TL;DR
This paper introduces a new method for training surrogate models of chaotic systems that accurately captures both local Jacobian behavior and long-term statistical properties by analyzing phase space coverings.
Contribution
It bridges local Jacobian reproduction and statistical accuracy in surrogate models through a phase space covering approach and MMD-based training.
Findings
Improved Jacobian accuracy over existing methods.
Competitive statistical property reproduction.

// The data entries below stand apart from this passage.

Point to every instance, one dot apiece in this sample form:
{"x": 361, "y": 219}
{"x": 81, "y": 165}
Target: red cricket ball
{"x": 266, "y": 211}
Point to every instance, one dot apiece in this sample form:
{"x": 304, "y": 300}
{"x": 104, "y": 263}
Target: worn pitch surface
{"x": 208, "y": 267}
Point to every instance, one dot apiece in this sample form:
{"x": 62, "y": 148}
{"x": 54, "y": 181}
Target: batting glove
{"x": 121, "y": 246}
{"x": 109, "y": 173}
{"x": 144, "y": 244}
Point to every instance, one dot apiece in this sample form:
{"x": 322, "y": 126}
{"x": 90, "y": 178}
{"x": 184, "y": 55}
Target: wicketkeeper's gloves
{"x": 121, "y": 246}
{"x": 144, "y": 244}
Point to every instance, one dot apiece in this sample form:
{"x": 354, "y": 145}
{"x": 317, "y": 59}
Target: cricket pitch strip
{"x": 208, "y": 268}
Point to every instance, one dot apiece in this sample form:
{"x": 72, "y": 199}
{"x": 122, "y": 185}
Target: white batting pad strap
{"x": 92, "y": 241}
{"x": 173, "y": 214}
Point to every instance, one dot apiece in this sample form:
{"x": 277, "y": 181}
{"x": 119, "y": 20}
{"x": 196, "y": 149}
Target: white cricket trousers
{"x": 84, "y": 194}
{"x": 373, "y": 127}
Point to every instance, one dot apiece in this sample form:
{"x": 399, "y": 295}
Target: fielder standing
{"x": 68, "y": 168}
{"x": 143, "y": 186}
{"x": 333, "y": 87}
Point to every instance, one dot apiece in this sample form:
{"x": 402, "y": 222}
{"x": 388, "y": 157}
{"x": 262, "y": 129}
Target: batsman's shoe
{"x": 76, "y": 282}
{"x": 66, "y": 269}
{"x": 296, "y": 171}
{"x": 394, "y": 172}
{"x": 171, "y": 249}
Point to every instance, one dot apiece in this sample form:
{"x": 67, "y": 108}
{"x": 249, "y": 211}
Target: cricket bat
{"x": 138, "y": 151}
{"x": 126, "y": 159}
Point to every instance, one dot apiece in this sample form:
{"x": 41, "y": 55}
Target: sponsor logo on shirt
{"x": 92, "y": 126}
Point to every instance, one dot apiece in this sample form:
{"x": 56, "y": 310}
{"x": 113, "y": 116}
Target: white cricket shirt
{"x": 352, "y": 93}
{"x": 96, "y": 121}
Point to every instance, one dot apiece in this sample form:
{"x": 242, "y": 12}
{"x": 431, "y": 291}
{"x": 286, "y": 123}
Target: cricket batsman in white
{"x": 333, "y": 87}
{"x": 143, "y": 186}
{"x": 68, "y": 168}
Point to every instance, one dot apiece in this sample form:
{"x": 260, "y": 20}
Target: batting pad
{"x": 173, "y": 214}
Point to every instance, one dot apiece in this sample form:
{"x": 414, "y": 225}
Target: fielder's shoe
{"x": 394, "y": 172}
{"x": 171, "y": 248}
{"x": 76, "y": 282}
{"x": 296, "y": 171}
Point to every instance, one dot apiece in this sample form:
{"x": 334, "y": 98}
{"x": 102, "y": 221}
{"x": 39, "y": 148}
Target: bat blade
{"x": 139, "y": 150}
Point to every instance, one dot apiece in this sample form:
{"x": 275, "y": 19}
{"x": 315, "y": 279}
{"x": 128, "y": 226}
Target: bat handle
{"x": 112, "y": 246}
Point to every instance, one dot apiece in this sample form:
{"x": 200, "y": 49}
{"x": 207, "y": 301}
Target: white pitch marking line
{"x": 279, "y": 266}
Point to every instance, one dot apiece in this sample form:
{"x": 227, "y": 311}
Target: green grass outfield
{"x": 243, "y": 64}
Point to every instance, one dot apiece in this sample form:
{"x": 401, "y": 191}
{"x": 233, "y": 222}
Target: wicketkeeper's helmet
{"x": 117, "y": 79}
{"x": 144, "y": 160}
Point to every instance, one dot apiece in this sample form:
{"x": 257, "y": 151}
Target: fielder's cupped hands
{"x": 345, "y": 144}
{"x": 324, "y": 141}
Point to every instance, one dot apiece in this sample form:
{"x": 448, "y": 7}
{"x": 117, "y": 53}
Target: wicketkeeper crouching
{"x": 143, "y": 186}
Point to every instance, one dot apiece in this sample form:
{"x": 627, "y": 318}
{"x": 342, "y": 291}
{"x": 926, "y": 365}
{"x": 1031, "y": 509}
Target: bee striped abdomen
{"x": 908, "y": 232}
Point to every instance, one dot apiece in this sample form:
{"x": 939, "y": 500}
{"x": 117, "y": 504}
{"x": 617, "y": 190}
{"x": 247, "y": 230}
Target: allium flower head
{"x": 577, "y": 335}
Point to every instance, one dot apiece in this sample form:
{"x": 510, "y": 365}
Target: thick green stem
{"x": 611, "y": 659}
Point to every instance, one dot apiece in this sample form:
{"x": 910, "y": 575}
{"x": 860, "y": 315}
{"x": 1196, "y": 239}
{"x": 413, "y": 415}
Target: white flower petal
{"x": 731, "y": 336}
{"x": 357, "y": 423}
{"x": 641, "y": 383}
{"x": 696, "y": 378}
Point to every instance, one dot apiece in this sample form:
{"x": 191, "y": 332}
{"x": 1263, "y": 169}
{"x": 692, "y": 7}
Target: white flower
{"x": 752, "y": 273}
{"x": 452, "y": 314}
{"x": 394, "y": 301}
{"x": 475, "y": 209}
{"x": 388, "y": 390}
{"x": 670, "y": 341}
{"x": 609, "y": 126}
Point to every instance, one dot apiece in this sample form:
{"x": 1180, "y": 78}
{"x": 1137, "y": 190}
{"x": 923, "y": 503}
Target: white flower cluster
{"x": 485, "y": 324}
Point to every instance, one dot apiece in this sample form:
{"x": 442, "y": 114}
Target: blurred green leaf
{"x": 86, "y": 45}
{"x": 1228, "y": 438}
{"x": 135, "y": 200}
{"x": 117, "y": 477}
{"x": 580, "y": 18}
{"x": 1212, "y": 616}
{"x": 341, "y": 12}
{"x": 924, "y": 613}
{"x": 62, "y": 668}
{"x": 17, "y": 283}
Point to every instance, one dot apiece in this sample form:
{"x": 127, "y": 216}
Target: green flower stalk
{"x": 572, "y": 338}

Effective phase space covering analysis enhances model fidelity.
Abstract
Chaotic systems pose fundamental challenges for data-driven dynamics discovery, as small modeling errors lead to exponentially growing trajectory discrepancies. Since exact long-term prediction is unattainable, it is natural to ask what a good surrogate model for chaotic dynamics is. Prior work has largely focused either on reproducing the Jacobian of the underlying dynamics, which governs local expansion and contraction rates, or on training surrogate models that reproduce the ground-truth dynamics' long-term statistical behavior. In this work, we propose a new framework that aims to bridge these two paradigms by training surrogate dynamics models with accurate Jacobians and long-term statistical properties. Our method constructs a local covering of a chaotic attractor in phase space and analyzes the expansion and contraction of these coverings under the dynamics. The surrogate model…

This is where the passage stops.